The layoffs, which amount to about 900 positions, will primarily affect workers in operations roles, according to a memo to employees Thursday from President Mo Elshenawy. Some technology positions will also be affected, but engineers will largely be spared from the cuts.

The company, which is majority owned by General Motors Co., has been reevaluating its once-aggressive growth plans after an Oct. 2 incident in which one of its vehicles struck and dragged a pedestrian for 20 feet. The resulting regulatory scrutiny led Cruise to fire executives who managed the company’s response and to pull back operations.

With the job cuts, GM is also reducing its spending on Cruise, which totaled $700 million in its most recent quarter.

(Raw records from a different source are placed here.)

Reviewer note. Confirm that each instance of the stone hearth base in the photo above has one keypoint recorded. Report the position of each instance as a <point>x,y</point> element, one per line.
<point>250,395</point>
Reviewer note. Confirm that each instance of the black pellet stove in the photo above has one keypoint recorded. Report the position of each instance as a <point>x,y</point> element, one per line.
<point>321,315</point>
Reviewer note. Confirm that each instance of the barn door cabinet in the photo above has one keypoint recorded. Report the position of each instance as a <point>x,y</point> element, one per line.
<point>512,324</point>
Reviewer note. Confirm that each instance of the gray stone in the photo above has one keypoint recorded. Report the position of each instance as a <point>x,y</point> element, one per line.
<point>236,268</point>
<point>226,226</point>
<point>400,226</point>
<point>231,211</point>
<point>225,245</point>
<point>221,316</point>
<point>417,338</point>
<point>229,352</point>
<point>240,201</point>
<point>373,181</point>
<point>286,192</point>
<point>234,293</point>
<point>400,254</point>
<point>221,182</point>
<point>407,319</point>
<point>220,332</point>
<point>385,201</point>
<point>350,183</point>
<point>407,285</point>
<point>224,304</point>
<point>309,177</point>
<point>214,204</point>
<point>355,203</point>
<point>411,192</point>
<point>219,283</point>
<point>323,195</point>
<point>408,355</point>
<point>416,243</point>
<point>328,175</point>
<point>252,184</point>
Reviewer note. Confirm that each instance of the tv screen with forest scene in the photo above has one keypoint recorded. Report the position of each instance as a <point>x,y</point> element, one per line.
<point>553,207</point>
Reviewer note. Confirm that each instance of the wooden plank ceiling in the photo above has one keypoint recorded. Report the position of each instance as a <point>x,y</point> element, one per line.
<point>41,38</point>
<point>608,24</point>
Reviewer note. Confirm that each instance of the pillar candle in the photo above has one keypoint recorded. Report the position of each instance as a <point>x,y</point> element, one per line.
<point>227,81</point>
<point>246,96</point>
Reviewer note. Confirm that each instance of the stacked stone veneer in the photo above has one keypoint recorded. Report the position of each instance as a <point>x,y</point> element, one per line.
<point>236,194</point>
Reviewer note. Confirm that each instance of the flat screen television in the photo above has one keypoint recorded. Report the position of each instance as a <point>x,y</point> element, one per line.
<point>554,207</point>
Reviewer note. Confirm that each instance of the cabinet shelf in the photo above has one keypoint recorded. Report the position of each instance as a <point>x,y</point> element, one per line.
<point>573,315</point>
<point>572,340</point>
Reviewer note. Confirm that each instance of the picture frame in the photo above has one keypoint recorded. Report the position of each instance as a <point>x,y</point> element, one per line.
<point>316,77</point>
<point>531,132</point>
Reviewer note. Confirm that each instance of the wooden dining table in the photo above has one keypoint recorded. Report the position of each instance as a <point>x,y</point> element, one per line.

The restructuring moves give the robotaxi unit time to examine the safety of its self-driving technology and rebuild the business at a more conservative pace than it had under former Chief Executive Officer Kyle Vogt, who resigned last month.

“While we remain committed to commercialization, we will approach it within a thoughtful and achievable time frame — with safety as our north star,” Cruise said in a statement Thursday. The decision to cut jobs “reflects our new future and a more deliberate go-to-market path, meaning less immediate need for field, commercial operations and corporate staffing.”

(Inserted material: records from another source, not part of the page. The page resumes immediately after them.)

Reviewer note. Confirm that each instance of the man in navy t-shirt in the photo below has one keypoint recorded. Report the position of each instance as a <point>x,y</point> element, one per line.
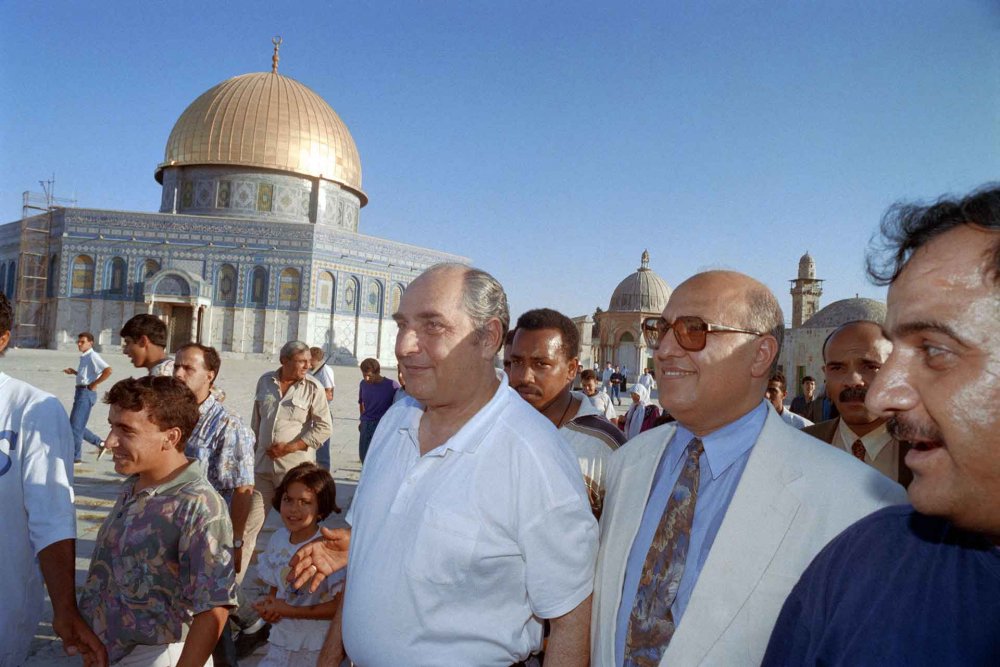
<point>920,585</point>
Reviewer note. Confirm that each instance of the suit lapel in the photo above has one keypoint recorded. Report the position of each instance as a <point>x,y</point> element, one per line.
<point>756,521</point>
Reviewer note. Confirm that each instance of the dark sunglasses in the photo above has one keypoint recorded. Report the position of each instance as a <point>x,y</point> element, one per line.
<point>690,331</point>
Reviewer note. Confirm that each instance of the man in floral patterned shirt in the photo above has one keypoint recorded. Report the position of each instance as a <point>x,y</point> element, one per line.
<point>161,580</point>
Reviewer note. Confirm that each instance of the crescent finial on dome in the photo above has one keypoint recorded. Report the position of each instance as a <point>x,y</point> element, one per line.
<point>276,40</point>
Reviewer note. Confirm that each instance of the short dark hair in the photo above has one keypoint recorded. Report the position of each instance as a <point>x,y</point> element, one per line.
<point>168,402</point>
<point>546,318</point>
<point>6,314</point>
<point>317,480</point>
<point>843,326</point>
<point>145,324</point>
<point>907,227</point>
<point>209,355</point>
<point>778,376</point>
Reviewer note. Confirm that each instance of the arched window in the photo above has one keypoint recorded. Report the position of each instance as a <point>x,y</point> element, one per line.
<point>226,290</point>
<point>397,296</point>
<point>373,301</point>
<point>258,286</point>
<point>324,290</point>
<point>149,267</point>
<point>288,289</point>
<point>51,276</point>
<point>116,280</point>
<point>83,274</point>
<point>351,294</point>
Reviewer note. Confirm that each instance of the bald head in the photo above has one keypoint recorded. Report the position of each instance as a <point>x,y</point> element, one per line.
<point>710,388</point>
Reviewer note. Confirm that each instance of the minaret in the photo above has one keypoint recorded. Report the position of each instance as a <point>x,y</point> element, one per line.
<point>806,290</point>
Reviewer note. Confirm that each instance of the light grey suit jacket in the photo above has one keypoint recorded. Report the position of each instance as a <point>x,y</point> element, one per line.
<point>795,495</point>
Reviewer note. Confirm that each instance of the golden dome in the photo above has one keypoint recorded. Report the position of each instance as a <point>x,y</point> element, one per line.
<point>265,120</point>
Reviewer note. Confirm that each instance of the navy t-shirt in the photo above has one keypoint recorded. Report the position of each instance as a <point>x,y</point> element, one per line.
<point>896,588</point>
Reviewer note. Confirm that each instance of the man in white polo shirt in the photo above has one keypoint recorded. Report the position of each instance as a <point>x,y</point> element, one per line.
<point>91,371</point>
<point>37,519</point>
<point>470,523</point>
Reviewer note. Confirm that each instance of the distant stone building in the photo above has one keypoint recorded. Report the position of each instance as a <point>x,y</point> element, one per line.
<point>256,241</point>
<point>644,294</point>
<point>640,295</point>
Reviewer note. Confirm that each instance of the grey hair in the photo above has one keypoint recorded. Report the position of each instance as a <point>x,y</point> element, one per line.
<point>764,315</point>
<point>483,298</point>
<point>291,348</point>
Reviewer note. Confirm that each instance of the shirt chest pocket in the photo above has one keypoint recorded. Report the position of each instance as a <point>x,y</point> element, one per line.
<point>443,547</point>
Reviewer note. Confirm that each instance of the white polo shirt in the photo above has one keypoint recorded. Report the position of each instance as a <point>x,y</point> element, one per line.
<point>457,555</point>
<point>36,504</point>
<point>90,368</point>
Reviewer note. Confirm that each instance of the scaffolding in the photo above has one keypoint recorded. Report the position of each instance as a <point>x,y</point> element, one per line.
<point>31,321</point>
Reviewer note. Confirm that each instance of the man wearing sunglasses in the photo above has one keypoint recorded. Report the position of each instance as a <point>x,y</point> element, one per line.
<point>709,521</point>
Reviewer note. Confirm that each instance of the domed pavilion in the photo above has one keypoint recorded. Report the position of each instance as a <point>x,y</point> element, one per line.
<point>256,241</point>
<point>639,295</point>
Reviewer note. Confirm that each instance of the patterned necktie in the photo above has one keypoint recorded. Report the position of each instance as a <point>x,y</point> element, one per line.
<point>858,449</point>
<point>651,623</point>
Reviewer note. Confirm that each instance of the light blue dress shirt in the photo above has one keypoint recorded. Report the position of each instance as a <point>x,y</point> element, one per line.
<point>721,467</point>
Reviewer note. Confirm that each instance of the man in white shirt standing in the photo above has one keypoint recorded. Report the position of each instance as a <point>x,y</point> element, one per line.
<point>91,371</point>
<point>852,357</point>
<point>776,394</point>
<point>322,372</point>
<point>471,522</point>
<point>37,519</point>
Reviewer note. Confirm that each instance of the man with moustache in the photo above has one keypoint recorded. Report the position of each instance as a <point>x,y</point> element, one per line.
<point>161,578</point>
<point>709,521</point>
<point>920,585</point>
<point>592,389</point>
<point>852,356</point>
<point>470,523</point>
<point>544,361</point>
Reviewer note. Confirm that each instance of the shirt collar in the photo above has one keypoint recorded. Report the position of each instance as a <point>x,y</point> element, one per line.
<point>191,473</point>
<point>873,441</point>
<point>726,445</point>
<point>473,432</point>
<point>207,404</point>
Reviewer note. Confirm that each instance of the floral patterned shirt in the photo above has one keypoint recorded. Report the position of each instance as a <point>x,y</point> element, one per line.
<point>224,446</point>
<point>162,556</point>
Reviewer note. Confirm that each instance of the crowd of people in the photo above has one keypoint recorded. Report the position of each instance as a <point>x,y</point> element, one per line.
<point>504,518</point>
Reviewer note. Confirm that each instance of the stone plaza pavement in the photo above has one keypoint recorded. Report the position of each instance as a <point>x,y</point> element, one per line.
<point>96,482</point>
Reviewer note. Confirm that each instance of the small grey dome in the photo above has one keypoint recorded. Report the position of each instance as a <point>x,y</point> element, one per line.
<point>643,291</point>
<point>847,310</point>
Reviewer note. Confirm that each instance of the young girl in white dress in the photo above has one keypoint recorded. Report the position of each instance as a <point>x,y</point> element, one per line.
<point>299,619</point>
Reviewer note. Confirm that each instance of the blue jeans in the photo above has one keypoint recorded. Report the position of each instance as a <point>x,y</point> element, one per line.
<point>83,403</point>
<point>367,431</point>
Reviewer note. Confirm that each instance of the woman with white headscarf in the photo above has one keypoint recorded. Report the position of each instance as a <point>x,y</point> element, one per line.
<point>641,414</point>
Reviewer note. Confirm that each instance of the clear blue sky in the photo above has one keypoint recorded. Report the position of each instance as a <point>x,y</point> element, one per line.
<point>551,142</point>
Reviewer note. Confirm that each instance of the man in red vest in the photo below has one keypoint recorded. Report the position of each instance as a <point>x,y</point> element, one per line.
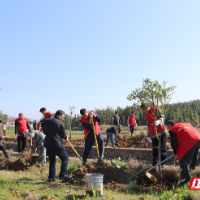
<point>151,113</point>
<point>86,121</point>
<point>131,121</point>
<point>21,129</point>
<point>185,141</point>
<point>47,115</point>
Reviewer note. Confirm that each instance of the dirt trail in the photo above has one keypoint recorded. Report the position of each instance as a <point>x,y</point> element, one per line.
<point>135,142</point>
<point>22,163</point>
<point>170,176</point>
<point>113,177</point>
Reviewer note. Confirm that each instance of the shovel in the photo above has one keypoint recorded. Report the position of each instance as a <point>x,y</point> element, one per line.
<point>76,152</point>
<point>147,172</point>
<point>95,138</point>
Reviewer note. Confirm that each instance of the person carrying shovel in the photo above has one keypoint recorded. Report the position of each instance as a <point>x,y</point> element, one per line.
<point>154,113</point>
<point>88,119</point>
<point>185,141</point>
<point>38,138</point>
<point>2,148</point>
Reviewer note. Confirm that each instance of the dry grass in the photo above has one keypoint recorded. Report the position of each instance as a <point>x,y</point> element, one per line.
<point>171,173</point>
<point>137,165</point>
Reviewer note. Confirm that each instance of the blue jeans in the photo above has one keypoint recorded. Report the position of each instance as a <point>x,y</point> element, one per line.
<point>110,136</point>
<point>62,154</point>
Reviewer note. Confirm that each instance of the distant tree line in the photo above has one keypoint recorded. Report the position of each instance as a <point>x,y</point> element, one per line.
<point>180,112</point>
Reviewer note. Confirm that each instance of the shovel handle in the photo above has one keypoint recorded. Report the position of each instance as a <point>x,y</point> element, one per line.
<point>95,138</point>
<point>74,150</point>
<point>160,163</point>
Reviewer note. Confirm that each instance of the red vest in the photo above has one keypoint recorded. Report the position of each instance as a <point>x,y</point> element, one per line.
<point>47,115</point>
<point>150,118</point>
<point>45,118</point>
<point>187,137</point>
<point>131,120</point>
<point>96,125</point>
<point>22,125</point>
<point>38,126</point>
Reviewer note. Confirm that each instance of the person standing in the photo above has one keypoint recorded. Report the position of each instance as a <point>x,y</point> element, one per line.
<point>54,129</point>
<point>185,141</point>
<point>38,138</point>
<point>86,121</point>
<point>110,131</point>
<point>2,148</point>
<point>21,128</point>
<point>35,125</point>
<point>116,121</point>
<point>151,113</point>
<point>31,126</point>
<point>131,121</point>
<point>4,129</point>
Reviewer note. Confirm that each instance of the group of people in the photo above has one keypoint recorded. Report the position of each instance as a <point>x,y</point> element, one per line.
<point>49,134</point>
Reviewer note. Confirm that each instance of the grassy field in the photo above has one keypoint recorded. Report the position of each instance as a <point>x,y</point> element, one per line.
<point>32,184</point>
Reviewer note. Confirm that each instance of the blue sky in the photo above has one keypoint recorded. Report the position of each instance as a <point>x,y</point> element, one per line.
<point>94,53</point>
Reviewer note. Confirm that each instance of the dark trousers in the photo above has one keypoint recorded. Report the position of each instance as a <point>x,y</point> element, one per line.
<point>2,148</point>
<point>52,152</point>
<point>110,136</point>
<point>163,149</point>
<point>21,140</point>
<point>131,130</point>
<point>89,143</point>
<point>192,154</point>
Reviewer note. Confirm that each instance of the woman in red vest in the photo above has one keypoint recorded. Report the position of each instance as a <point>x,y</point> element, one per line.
<point>86,121</point>
<point>185,141</point>
<point>47,115</point>
<point>131,121</point>
<point>151,113</point>
<point>21,128</point>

GM’s shares rose 5.5% as of 1:41 p.m. in New York.

Cruise’s new strategy scraps Vogt’s push to expand to more than 12 cities by the end of 2024. Under the former CEO and founder, the company was pressing ahead with expansion even as its had to recall cars to make software changes and had other traffic problems, such as holding up other drivers by stopping in intersections and running into a fire truck.

Under Vogt, Cruise had a target of bringing in $1 billion in revenue in 2025 and $50 billion by 2030, which made it a big piece of GM CEO Mary Barra’s goal of doubling revenue to $280 billion by the end of the decade.

Read More: Mary Barra’s $280 Billion Goal Is Proving a Stretch for GM

In the letter to staff, Elshenawy said the cuts target operations because the company won’t grow the robotaxi business until it is certain the vehicles are safe.

He also said Cruise maintains its goal to develop a fully driverless service that meets a new performance bar, but which prioritizes the existing electric Chevrolet Bolt AV model instead of a new dedicated-purpose autonomous vehicle. Cruise wants to relaunch the robotaxi business in one city to start and build its safety standards before pushing for scale. GM has stopped work on a six-passenger autonomous shuttle for model year 2024 called the Cruise Origin.

Growing Problems

Cruise’s problems multiplied in late summer after the company got permission to charge fares and drive 24 hours a day in San Francisco. A week later, one of its cars failed to yield to the firetruck. The next day, on Aug. 18 the California Department of Motor Vehicles ordered the company to cut its fleet in half.

A major blow came in early October, when a Cruise vehicle hit a pedestrian after she was struck by another car, and then dragged her along the street about 20 feet, causing serious injuries.

Cruise subsequently described the incident in an email exchange with regulators that referred to the “impact with the pedestrian” but didn’t mention the dragging. In the message, David Estrada, a Cruise government affairs executive who was dismissed on Dec. 13, said the events were captured on video.

Later that month, California regulators suspended Cruise’s license to operate as authorities accused the company of hiding details of the incident. Cruise has denied that it wasn’t forthcoming.